“A vampire, a werewolf and a ghost live together in a house” is arguably the most compelling premise for a joke about the supernatural. Similarly, the same premise is what got me excited about the BBC program Being Human. Since my cable provider does not carry BBC America, I had to wait until the DVD release to see if it would live up the hype that I created for it. And recently, the waiting stopped.
Alas, Being Human struck out. As much as I wanted to like this show, the elements working against my enjoyment were just too strong. And (surprise, surprise) the problems all stem from how creator Toby Whithouse breaks critical rules of vampire mythology:
- Vampires can eat regular food to stay alive…Strike One!
- Vampires can walk around during the day…Strike Two!
- Sheer will power can subdue the urge for blood…Strike Three!

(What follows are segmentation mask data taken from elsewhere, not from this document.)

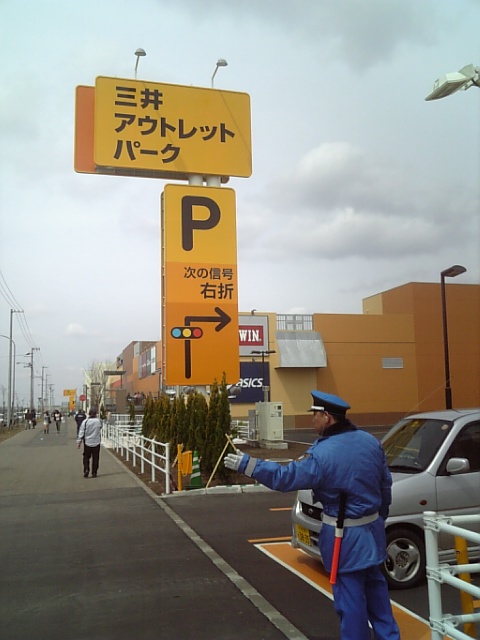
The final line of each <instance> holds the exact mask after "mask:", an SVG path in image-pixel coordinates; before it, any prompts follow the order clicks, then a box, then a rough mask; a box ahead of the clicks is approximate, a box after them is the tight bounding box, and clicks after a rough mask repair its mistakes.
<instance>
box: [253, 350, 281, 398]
mask: <svg viewBox="0 0 480 640" xmlns="http://www.w3.org/2000/svg"><path fill="white" fill-rule="evenodd" d="M250 353H251V354H252V356H262V390H263V401H264V402H270V386H269V385H268V386H267V385H266V384H265V356H269V355H270V354H271V353H277V352H276V351H275V350H273V349H271V350H269V351H250Z"/></svg>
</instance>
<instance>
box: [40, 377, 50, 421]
mask: <svg viewBox="0 0 480 640" xmlns="http://www.w3.org/2000/svg"><path fill="white" fill-rule="evenodd" d="M45 369H48V367H42V396H41V398H40V407H41V414H42V419H43V414H44V413H45V396H44V393H43V388H44V387H43V379H44V375H43V372H44V371H45Z"/></svg>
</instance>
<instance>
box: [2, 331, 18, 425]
mask: <svg viewBox="0 0 480 640" xmlns="http://www.w3.org/2000/svg"><path fill="white" fill-rule="evenodd" d="M0 338H6V339H7V340H8V341H9V343H10V344H9V347H8V348H9V358H8V389H7V429H10V418H11V411H12V409H11V402H10V398H11V388H10V387H11V380H12V362H11V352H12V344H13V353H14V356H15V360H16V359H17V355H16V354H17V347H16V344H15V341H14V340H12V331H11V329H10V335H9V336H4V335H3V333H0ZM4 388H5V387H4Z"/></svg>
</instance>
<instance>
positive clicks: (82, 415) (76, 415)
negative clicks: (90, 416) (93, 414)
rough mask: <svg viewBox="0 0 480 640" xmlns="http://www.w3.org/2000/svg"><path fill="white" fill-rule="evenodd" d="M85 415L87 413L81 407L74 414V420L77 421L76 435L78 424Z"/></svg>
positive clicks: (78, 431) (77, 431)
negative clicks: (75, 412) (78, 410)
mask: <svg viewBox="0 0 480 640" xmlns="http://www.w3.org/2000/svg"><path fill="white" fill-rule="evenodd" d="M86 417H87V414H86V413H85V411H84V410H83V409H80V410H79V411H77V413H76V414H75V422H76V423H77V436H78V432H79V430H80V425H81V424H82V422H83V421H84V420H85V418H86Z"/></svg>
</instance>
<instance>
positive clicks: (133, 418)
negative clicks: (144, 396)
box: [128, 402, 135, 425]
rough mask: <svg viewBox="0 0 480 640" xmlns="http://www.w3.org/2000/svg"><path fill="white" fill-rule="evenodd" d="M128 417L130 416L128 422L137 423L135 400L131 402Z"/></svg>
mask: <svg viewBox="0 0 480 640" xmlns="http://www.w3.org/2000/svg"><path fill="white" fill-rule="evenodd" d="M128 418H129V419H128V424H130V425H134V424H135V405H134V404H133V402H130V403H129V411H128Z"/></svg>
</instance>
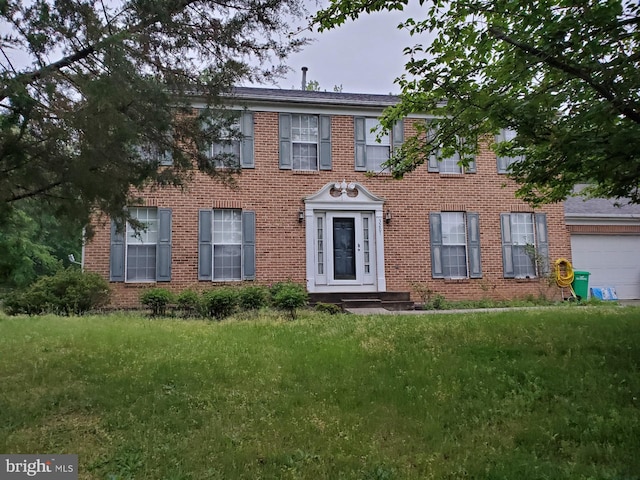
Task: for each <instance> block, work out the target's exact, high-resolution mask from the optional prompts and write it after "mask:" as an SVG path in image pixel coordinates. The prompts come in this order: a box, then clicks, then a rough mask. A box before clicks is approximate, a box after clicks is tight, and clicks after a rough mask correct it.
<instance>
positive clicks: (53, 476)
mask: <svg viewBox="0 0 640 480" xmlns="http://www.w3.org/2000/svg"><path fill="white" fill-rule="evenodd" d="M30 478H35V479H43V480H78V456H77V455H0V480H20V479H30Z"/></svg>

I don’t call myself an absolute vampire purist. It can be fun when people use creative license to push the boundaries of lore. However, one constant that must be honored is that vampires are undead. Human physiological functions don’t apply to them. For instance, vampires’ digestive system is not designed to process anything other than blood. The first episode of “Being Human” had a scene in which Mitchell (the vampire) and George (the werewolf) are waiting for a pizza delivery…a PIZZA DELIVERY! When I saw Mitchell pick a pepperoni off the pie and eat it, I knew that it was only the beginning of the vampire liberties that I simply wouldn’t be able to accept.
And I was right…because Mitchell day-walks. Yes, he walks around in sunlight. All of the vampires on this show do it. Whithouse tries to hedge this abnormality by making sure the vampires always wear clothing that covers them substantially, but that just doesn’t work for me. Someone could argue that the perpetually overcast Bristol would also protect a vampire from the dangerous sun. To that someone, I’d explain that the toxicity of ultraviolet light for vampires doesn’t waver just because the contact with sunlight isn’t direct. Therefore, Whithouse’s test of the elasticity of vampire lore results a serious fail.
Lastly, the metaphors inherent to the vampire genre are not a foreign concept to smart vampire fans. Still, Whithouse precludes the commonly understood vampire metaphors by equating vampirism to the illness of addiction. Instead of vampiric bloodthirst stemming from a primal need to survive, Whithouse characterizes vampires as junkies who can fight the urge to drink blood by simply denying it. Case in point: Mitchell, in an attempt to fit in with the rest of the world, lives his life “on the wagon” and alienates the other vampires because of it.
Certainly, this new paradigm supports the theme of the show (the struggle to embrace humanity). However, the need convey the message using this supernatural character as a device undermines too many of the constants associated with vampire lore to overlook.
Other works have broken rules in the vampire genre (*cough* Twilight *cough), and I don’t usually like those either.† But I gave Being Human more of a chance than it deserved because I appreciate the actor who plays George (Russell Tovey of The History Boys and Doctor Who) and Lenora Crichlow is just too cute for language. Ultimately, I have to put Being Human in the same category as Twilight (although Twilight still remains in its own class of objectionable). If you can ignore the three bold moves that Whithouse made, as mentioned above, you will be entertained. But if you’re like me, and have certain principles when it comes to vampires, I must suggest that you skip Being Human.